Samenvatting:

Pre-eclampsie wordt gekenmerkt door grote hoeveelheden van de anti-angiogene factor sFlt-1 in serum, beschouwd als een belangrijke mediator van de systemische verschijnselen van pre-eclampsie, en door toegenomen afgifte van multi nucleaire placentafragmenten in de maternale circulatie. Het is echter nog onduidelijk of deze placentafragmenten transcriptioneel actief blijven in de organen van de zwangere en op deze manier bijdragen aan de systemische manifestaties van pre-eclampsie. In placenta’s van vrouwen met pre-eclampsie vonden we dat in de syncytiotrofoblast, en specifiek ter plaatse van de vorming van de multinucleaire fragmenten, de expressie van de anti-angiogene factor sFlt-1 significant verhoogd was.
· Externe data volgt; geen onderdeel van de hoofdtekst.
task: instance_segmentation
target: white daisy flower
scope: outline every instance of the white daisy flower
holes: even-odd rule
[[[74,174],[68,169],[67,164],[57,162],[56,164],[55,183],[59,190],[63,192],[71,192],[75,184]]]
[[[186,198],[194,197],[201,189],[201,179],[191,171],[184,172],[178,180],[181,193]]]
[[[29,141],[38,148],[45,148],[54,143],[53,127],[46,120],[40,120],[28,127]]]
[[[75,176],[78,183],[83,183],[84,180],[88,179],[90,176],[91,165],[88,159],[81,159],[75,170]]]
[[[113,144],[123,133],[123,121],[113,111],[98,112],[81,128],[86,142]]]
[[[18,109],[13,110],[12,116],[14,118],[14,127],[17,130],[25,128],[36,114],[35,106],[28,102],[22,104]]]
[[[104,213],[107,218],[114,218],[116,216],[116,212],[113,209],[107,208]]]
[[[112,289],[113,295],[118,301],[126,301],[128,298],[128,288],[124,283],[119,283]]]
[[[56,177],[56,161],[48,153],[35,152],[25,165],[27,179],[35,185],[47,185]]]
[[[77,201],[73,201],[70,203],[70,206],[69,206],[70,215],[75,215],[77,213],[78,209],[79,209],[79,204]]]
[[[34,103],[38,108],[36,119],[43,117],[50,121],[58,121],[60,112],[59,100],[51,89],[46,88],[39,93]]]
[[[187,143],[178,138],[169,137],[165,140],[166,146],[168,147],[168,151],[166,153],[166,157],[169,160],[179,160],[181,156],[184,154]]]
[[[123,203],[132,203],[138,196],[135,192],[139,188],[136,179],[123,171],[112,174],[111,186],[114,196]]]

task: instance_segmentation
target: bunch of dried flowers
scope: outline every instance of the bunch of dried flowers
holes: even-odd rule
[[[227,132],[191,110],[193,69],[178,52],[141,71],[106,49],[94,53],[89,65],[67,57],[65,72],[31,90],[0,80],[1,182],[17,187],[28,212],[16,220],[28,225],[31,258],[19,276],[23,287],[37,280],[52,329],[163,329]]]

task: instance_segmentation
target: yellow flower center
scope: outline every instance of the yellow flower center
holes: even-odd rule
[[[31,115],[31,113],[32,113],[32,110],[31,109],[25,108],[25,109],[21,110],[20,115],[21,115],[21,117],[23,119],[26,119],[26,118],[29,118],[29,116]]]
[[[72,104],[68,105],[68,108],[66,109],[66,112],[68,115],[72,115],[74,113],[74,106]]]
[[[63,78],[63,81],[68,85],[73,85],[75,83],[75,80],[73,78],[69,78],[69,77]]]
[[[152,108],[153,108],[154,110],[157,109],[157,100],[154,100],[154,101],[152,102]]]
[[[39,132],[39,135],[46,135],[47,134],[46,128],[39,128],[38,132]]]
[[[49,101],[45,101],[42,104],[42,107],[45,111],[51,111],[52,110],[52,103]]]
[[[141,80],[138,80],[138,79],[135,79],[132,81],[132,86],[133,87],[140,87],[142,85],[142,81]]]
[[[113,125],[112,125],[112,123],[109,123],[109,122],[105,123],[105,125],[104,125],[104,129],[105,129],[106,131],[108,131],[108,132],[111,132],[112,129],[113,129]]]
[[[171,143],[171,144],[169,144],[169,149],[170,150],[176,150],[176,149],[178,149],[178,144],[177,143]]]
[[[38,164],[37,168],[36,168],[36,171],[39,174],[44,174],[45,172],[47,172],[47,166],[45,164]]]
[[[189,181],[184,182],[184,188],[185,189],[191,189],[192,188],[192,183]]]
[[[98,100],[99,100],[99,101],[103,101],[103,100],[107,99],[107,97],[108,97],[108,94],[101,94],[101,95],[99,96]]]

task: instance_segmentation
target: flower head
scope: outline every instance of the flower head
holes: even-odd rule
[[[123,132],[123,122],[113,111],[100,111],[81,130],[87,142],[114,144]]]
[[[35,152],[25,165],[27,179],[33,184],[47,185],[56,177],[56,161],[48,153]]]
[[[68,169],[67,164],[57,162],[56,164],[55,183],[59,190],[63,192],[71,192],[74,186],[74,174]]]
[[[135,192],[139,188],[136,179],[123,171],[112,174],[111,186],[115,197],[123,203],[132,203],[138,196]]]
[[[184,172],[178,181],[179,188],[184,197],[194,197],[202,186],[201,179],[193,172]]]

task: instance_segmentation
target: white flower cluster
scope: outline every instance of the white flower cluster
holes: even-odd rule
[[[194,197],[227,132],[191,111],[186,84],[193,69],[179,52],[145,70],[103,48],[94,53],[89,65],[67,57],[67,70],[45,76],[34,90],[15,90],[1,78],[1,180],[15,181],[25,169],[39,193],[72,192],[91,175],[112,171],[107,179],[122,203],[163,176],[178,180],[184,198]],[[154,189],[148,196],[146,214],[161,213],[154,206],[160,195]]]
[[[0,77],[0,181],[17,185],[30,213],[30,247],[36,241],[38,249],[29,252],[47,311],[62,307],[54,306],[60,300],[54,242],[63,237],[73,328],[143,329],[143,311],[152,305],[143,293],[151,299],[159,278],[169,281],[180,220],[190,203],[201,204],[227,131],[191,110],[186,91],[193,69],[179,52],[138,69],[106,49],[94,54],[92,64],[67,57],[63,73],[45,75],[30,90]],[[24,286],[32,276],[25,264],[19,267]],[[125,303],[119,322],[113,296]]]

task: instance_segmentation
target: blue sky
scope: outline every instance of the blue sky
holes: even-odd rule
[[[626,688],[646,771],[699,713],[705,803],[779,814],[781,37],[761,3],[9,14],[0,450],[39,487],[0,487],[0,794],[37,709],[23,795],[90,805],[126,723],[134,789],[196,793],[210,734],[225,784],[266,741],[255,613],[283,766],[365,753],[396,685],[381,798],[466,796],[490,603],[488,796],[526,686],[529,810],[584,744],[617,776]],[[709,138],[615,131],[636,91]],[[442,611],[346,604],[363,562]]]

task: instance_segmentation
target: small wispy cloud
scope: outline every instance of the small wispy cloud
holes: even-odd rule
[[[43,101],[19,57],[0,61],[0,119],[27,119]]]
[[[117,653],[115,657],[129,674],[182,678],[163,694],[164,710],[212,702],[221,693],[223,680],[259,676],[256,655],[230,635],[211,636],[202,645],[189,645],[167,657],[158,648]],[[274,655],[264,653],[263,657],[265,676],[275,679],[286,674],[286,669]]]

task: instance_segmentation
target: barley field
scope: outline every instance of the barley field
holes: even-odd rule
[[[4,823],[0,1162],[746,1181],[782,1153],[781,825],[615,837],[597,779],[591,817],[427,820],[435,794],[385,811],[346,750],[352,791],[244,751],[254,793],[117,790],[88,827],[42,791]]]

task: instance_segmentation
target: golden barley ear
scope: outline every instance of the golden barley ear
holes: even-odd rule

Daarna bestudeerden we de aanwezigheid van placentaweefsel in de longen van pre-eclampsiepatiënten en zwangere patiënten ter controle. Hiervoor werd obductiemateriaal verzameld via de landelijke database van het Nederlandse Pathologie Register (PALGA) van 11 vrouwen met pre-eclampsie en 26 normotensieve zwangeren ter controle. Klinische gegevens van deze vrouwen werden achterhaald via de Auditcommissie Maternale Sterfte van de NVOG. In de longen van vrouwen met pre-eclampsie vonden we significant meer multinucleaire syncytiotrofoblastfragmenten in vergelijking met de zwangeren in de controlegroep. Tevens bevatten deze fragmenten, na vastlopen in de maternale long, nog steeds de anti-angiogene factor sFlt-1. Deze bevindingen suggereren dat deze placentafragmenten – via sFlt-1-expressie – in de moeder zouden kunnen bijdragen aan de systemische endotheeldisfunctie die kenmerkend is voor pre-eclampsie.